Flat is relative

Santa Fe shadows

We creased Santa Fé…

Climbing SF to Taos

…and drove north—and up—toward Taos.

Taos back street

Here’s a residential back alley in Taos.

Taos plaza luminarias

And, the luminarias are already out in the plaza, ready for the evening’s celebrations and rituals.

Taos pueblo

We also drove north to Taos Pueblo, and turned around in the parking lot, so we only have a few shots. Here’s an animal pen by the road. The residents are fiercely protective of their privacy, as is their right, and no cell phones or cameras are allowed in.

EofTaos mtns

We headed east on US64, through the mountains. We knew we’d have a good window after the sun had melted the snow and before it began to refreeze, and we nailed it. Just gorgeous. If my phone is correct, the highest pass was a tad over 9K feet—that’s high!

EofTaos formation

Here’s a scenic formation in the Cimmaron Canyon…turns out cimarrón is Spanish for bighorn.
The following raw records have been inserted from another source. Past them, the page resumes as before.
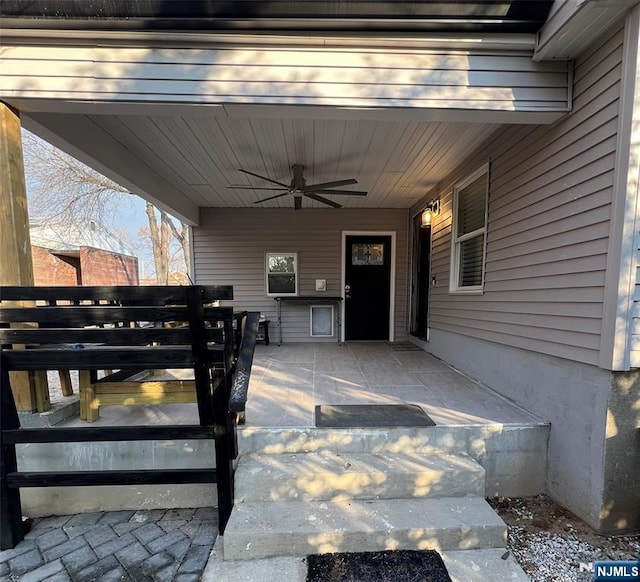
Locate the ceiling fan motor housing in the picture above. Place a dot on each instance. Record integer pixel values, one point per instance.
(298, 182)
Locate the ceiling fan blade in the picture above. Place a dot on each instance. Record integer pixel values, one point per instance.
(325, 185)
(340, 192)
(253, 188)
(271, 197)
(323, 200)
(264, 178)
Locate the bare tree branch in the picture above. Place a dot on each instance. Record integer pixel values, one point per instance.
(63, 190)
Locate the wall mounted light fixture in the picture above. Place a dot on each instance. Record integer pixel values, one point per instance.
(430, 212)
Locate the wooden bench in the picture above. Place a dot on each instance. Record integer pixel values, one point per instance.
(124, 329)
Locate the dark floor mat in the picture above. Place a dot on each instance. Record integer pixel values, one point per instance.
(405, 347)
(370, 415)
(389, 566)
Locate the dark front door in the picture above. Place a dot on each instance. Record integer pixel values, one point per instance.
(367, 291)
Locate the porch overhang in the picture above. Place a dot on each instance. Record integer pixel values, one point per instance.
(573, 26)
(136, 111)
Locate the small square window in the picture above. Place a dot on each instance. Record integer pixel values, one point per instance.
(321, 320)
(282, 273)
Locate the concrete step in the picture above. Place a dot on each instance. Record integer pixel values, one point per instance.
(330, 475)
(514, 456)
(298, 528)
(462, 565)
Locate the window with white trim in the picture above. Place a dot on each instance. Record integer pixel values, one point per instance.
(282, 273)
(469, 233)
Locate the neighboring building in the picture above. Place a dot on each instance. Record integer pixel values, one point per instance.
(517, 120)
(81, 254)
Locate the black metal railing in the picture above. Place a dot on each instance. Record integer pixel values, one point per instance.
(124, 328)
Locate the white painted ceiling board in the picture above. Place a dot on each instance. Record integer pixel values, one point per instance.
(397, 161)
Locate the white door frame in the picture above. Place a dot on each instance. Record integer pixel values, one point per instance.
(392, 286)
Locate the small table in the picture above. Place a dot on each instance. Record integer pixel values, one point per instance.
(317, 299)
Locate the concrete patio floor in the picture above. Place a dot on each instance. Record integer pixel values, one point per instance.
(288, 381)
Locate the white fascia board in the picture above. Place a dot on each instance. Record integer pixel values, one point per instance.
(438, 41)
(78, 136)
(573, 25)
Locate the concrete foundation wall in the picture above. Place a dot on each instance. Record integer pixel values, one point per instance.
(572, 396)
(621, 503)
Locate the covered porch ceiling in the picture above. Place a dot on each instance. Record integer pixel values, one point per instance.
(186, 159)
(171, 99)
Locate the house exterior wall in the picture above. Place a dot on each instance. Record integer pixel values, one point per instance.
(99, 267)
(535, 334)
(548, 225)
(230, 245)
(52, 269)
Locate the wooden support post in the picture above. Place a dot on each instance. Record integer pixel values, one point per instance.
(11, 530)
(16, 267)
(65, 382)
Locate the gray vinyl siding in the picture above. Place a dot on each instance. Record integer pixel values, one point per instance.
(548, 225)
(635, 324)
(230, 245)
(344, 76)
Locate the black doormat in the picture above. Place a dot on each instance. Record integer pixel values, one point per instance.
(370, 415)
(389, 566)
(405, 347)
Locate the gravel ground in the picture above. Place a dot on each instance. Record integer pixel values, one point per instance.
(550, 543)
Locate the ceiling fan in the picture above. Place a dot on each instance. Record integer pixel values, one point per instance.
(299, 188)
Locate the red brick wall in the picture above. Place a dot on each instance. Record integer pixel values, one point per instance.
(50, 269)
(98, 267)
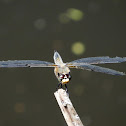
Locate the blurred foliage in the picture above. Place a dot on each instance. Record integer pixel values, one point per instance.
(71, 14)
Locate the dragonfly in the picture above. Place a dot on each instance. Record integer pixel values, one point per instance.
(62, 70)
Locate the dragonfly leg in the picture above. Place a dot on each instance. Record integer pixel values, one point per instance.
(59, 86)
(66, 88)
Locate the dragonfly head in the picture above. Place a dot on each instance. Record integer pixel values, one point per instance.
(64, 78)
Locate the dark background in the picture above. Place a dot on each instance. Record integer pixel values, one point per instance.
(32, 29)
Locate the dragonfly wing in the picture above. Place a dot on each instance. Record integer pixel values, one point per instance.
(25, 63)
(97, 69)
(99, 60)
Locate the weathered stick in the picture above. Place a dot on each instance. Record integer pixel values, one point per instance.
(68, 111)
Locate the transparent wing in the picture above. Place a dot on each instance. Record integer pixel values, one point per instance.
(25, 63)
(98, 60)
(98, 69)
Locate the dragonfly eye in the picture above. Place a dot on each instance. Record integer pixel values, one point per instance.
(67, 75)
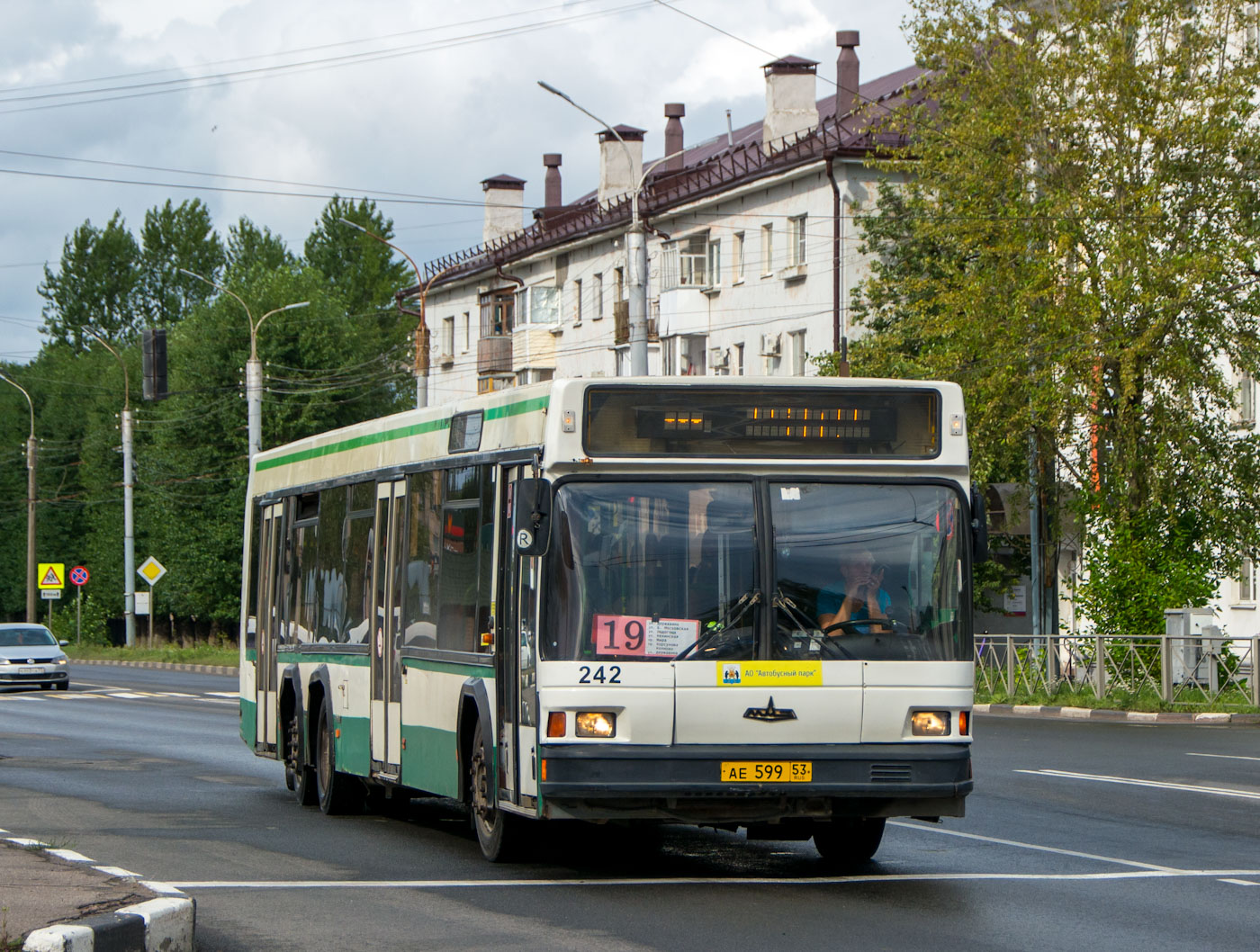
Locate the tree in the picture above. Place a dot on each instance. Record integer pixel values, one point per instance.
(94, 286)
(176, 238)
(1076, 246)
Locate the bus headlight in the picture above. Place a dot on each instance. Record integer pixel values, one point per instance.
(929, 723)
(596, 723)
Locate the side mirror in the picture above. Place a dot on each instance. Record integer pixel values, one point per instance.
(979, 526)
(531, 519)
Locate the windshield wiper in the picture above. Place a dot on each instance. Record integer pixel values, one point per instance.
(716, 627)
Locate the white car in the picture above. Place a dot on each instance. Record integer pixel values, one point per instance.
(29, 654)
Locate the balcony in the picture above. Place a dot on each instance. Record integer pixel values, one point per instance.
(494, 355)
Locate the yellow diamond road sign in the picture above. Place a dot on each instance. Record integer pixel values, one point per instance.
(150, 570)
(52, 574)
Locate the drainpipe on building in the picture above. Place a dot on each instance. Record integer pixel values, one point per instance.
(840, 315)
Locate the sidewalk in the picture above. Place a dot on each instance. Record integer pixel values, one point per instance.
(54, 899)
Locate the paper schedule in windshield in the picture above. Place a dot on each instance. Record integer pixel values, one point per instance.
(640, 636)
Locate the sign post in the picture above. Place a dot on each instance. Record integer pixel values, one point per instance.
(150, 570)
(52, 580)
(78, 579)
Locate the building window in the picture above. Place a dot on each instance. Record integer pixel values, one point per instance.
(796, 240)
(447, 344)
(796, 346)
(538, 305)
(498, 312)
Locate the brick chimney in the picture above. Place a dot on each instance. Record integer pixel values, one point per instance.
(847, 73)
(790, 106)
(616, 174)
(674, 112)
(551, 186)
(504, 207)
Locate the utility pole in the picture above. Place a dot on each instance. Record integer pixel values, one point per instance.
(129, 528)
(32, 453)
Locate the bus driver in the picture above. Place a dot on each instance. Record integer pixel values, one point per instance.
(859, 597)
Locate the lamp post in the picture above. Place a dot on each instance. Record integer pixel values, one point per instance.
(129, 526)
(421, 363)
(31, 507)
(636, 247)
(252, 366)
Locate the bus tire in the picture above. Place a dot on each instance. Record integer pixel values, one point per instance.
(497, 832)
(299, 775)
(331, 786)
(850, 840)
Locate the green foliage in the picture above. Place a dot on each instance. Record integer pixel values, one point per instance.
(1074, 243)
(94, 287)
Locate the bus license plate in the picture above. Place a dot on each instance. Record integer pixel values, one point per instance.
(768, 771)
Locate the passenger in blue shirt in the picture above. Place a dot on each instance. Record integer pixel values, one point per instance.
(860, 597)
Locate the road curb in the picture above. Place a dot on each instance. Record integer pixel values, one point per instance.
(166, 923)
(1102, 714)
(160, 665)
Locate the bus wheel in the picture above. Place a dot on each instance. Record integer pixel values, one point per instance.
(334, 788)
(299, 775)
(495, 830)
(850, 840)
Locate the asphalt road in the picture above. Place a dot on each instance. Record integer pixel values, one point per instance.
(1080, 835)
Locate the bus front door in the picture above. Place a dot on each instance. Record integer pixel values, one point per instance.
(516, 655)
(386, 648)
(267, 624)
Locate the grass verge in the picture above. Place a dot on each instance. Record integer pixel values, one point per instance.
(199, 655)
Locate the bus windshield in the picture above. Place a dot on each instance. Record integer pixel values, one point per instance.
(663, 570)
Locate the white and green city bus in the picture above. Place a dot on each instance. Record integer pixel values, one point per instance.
(734, 602)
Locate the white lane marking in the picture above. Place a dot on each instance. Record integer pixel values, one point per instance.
(1156, 785)
(71, 855)
(1035, 847)
(695, 880)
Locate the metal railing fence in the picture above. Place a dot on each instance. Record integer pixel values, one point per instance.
(1175, 670)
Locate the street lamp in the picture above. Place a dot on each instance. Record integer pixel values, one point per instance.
(636, 247)
(129, 524)
(31, 507)
(252, 366)
(421, 363)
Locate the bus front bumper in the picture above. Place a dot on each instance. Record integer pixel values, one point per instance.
(598, 781)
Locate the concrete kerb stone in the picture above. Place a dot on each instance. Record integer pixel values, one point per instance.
(1102, 714)
(166, 923)
(160, 665)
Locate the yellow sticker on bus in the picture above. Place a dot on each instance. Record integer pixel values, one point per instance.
(769, 674)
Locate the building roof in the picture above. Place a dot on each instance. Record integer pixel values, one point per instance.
(709, 166)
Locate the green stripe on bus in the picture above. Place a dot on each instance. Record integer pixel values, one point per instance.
(356, 444)
(512, 409)
(457, 668)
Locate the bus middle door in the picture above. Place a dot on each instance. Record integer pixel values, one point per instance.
(386, 646)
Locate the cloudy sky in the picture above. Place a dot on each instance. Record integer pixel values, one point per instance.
(266, 107)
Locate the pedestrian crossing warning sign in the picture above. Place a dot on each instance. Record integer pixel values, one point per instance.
(52, 574)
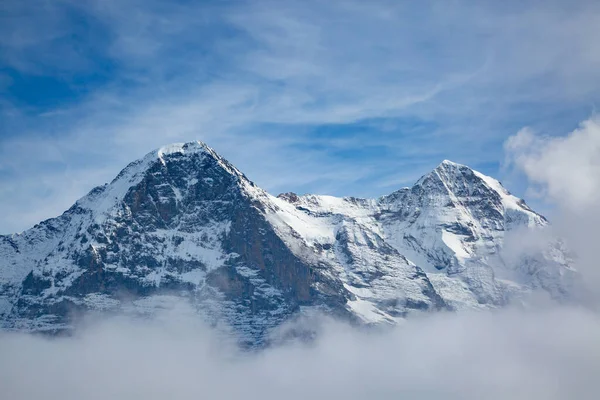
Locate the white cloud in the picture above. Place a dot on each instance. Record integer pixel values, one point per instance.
(549, 354)
(221, 72)
(567, 168)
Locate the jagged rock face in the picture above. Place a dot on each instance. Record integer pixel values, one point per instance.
(183, 222)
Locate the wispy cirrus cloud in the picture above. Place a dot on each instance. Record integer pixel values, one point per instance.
(304, 96)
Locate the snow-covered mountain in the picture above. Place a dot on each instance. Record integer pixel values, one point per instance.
(183, 222)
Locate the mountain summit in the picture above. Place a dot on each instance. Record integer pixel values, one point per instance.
(182, 222)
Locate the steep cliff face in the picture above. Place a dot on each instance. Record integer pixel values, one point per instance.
(183, 222)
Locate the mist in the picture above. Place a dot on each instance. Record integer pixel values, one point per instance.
(552, 353)
(546, 351)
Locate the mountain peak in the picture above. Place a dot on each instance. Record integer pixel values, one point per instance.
(183, 148)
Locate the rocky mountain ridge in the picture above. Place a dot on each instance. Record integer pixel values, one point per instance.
(184, 223)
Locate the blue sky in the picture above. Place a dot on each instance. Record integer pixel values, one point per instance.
(338, 97)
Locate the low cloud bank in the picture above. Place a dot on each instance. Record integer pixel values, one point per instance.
(552, 352)
(510, 354)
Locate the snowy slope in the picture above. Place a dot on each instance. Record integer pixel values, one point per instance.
(182, 222)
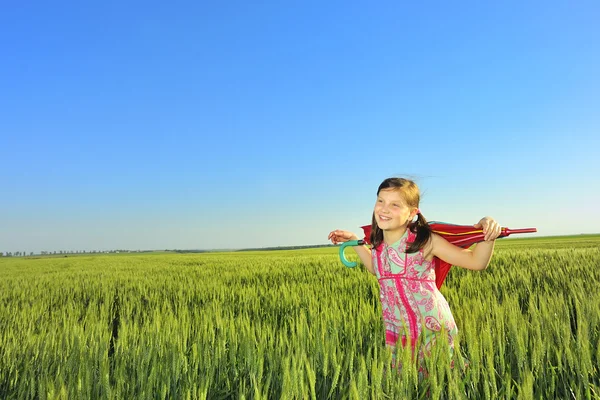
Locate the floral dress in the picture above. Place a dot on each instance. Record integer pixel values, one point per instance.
(413, 308)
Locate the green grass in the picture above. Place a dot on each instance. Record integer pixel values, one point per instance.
(292, 324)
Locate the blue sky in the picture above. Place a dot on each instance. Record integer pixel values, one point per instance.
(155, 125)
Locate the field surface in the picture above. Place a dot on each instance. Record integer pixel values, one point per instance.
(292, 324)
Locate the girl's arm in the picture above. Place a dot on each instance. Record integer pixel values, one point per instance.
(477, 259)
(339, 236)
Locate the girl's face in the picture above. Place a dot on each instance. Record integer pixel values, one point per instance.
(391, 212)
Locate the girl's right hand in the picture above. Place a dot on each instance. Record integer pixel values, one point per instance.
(339, 236)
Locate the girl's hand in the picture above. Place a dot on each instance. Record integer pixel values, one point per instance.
(339, 236)
(491, 228)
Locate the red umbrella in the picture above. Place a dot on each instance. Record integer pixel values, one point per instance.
(460, 235)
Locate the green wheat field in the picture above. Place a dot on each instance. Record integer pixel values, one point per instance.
(293, 324)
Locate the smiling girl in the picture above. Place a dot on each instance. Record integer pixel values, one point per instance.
(414, 310)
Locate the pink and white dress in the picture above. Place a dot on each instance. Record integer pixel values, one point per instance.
(413, 307)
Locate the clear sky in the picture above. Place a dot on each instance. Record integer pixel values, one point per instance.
(202, 125)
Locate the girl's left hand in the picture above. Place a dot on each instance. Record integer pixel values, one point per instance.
(491, 228)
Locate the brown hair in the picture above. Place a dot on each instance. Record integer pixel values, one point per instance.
(411, 195)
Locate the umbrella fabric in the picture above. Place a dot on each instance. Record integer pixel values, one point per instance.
(460, 235)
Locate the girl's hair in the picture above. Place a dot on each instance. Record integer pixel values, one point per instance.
(411, 195)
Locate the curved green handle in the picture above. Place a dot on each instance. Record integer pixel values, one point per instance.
(347, 263)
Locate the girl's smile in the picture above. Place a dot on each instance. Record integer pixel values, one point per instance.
(391, 212)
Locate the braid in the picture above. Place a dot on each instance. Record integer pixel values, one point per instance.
(423, 231)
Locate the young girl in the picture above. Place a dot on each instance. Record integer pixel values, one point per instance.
(414, 310)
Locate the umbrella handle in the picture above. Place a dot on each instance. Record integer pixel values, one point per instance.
(349, 264)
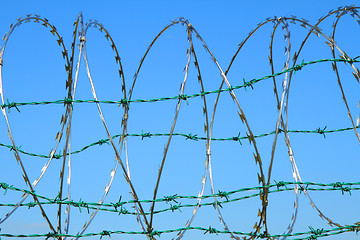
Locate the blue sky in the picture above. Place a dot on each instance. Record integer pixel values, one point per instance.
(33, 70)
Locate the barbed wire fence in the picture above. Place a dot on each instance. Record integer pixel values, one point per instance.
(60, 228)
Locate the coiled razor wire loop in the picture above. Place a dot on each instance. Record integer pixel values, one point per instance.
(146, 218)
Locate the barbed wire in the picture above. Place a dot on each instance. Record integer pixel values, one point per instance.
(145, 218)
(246, 84)
(189, 136)
(281, 186)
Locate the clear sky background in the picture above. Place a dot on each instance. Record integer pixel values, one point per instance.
(34, 71)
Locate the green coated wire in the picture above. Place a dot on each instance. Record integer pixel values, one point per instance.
(185, 97)
(312, 234)
(174, 199)
(189, 136)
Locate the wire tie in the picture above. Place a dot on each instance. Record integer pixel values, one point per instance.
(321, 131)
(67, 100)
(263, 235)
(170, 198)
(237, 138)
(224, 194)
(123, 211)
(184, 97)
(192, 137)
(175, 207)
(216, 203)
(145, 135)
(102, 141)
(105, 233)
(5, 186)
(51, 235)
(10, 105)
(154, 233)
(31, 204)
(126, 102)
(280, 184)
(247, 84)
(211, 230)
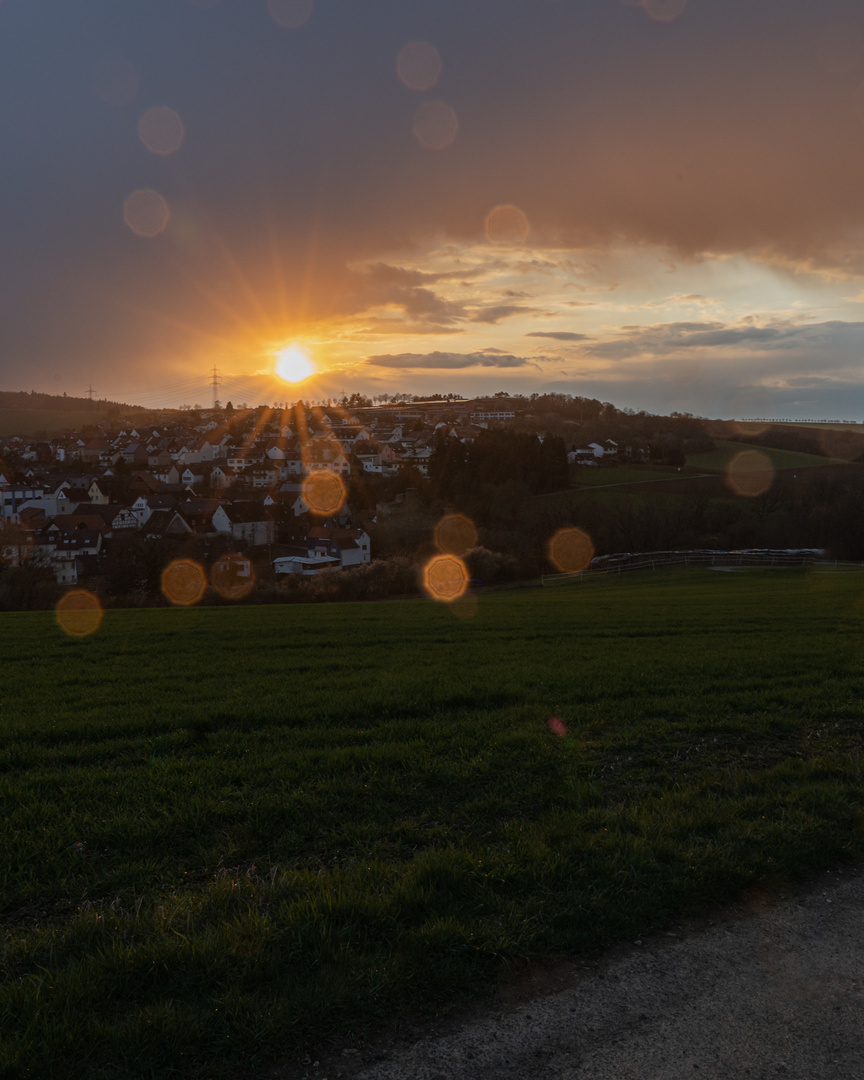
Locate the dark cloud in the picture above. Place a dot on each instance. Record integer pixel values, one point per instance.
(450, 361)
(667, 338)
(732, 130)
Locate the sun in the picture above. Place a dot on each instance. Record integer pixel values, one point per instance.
(293, 365)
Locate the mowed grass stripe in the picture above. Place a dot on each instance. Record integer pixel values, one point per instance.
(727, 449)
(229, 834)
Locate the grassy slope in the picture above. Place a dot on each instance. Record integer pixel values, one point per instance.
(780, 459)
(15, 421)
(232, 833)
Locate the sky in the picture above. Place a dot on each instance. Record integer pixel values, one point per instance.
(655, 203)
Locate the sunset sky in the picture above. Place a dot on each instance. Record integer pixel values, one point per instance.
(660, 204)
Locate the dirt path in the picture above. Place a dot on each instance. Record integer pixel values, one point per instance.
(771, 986)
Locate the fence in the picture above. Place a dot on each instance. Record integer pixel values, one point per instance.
(616, 564)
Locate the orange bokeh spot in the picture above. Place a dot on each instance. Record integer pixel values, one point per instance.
(324, 493)
(750, 473)
(570, 550)
(456, 535)
(79, 612)
(232, 577)
(507, 225)
(184, 582)
(445, 578)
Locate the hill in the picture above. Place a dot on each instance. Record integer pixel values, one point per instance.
(37, 415)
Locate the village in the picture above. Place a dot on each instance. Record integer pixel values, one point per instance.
(237, 480)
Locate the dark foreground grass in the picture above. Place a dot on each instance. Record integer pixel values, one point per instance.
(233, 834)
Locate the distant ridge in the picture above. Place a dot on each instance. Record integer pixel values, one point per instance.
(40, 415)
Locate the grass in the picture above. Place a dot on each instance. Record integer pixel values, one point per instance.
(17, 421)
(233, 834)
(598, 477)
(719, 458)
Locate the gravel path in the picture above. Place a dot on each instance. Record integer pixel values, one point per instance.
(771, 986)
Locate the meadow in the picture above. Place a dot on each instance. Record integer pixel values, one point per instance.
(232, 834)
(726, 450)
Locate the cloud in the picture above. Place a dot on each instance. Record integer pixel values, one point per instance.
(497, 312)
(558, 335)
(450, 361)
(665, 339)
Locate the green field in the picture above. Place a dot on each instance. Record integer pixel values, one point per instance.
(15, 421)
(232, 834)
(598, 477)
(780, 459)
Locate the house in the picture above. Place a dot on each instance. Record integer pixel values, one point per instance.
(167, 522)
(205, 515)
(351, 547)
(306, 565)
(252, 524)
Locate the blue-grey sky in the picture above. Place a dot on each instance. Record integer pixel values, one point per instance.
(658, 203)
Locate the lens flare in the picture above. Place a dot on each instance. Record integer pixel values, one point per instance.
(418, 65)
(232, 577)
(455, 535)
(184, 582)
(146, 213)
(435, 125)
(445, 578)
(324, 493)
(507, 225)
(750, 473)
(79, 612)
(293, 365)
(570, 550)
(557, 727)
(291, 14)
(161, 131)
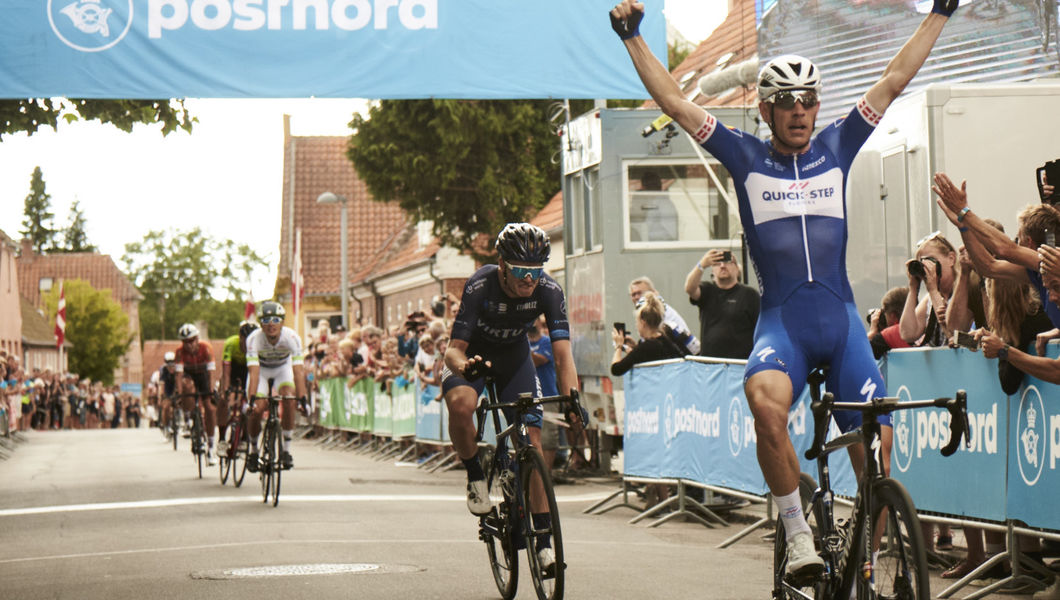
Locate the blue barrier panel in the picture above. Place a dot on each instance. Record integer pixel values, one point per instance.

Amazing what you can learn from Goo_Translate!

Great plains begin

The highway eventually spat us out on the upper plains, and we relearned what flat means. We corralled our horsepower to motor farther eastward. When dusk arrived the sky to the north had ROYGBIV colors, but upward from the horizon, the color order was BIVROY (not sure what happened to G), which I don’t remember seeing before. I’m sure prismatic specialists are snorting with “of course,” but I do not know why that order. Pretty, though!

We have been driving for days through terrain that stretches away from the eye at interstate speeds, and appears very horizontal. I’m certain that those on foot find the verticals very present and substantial.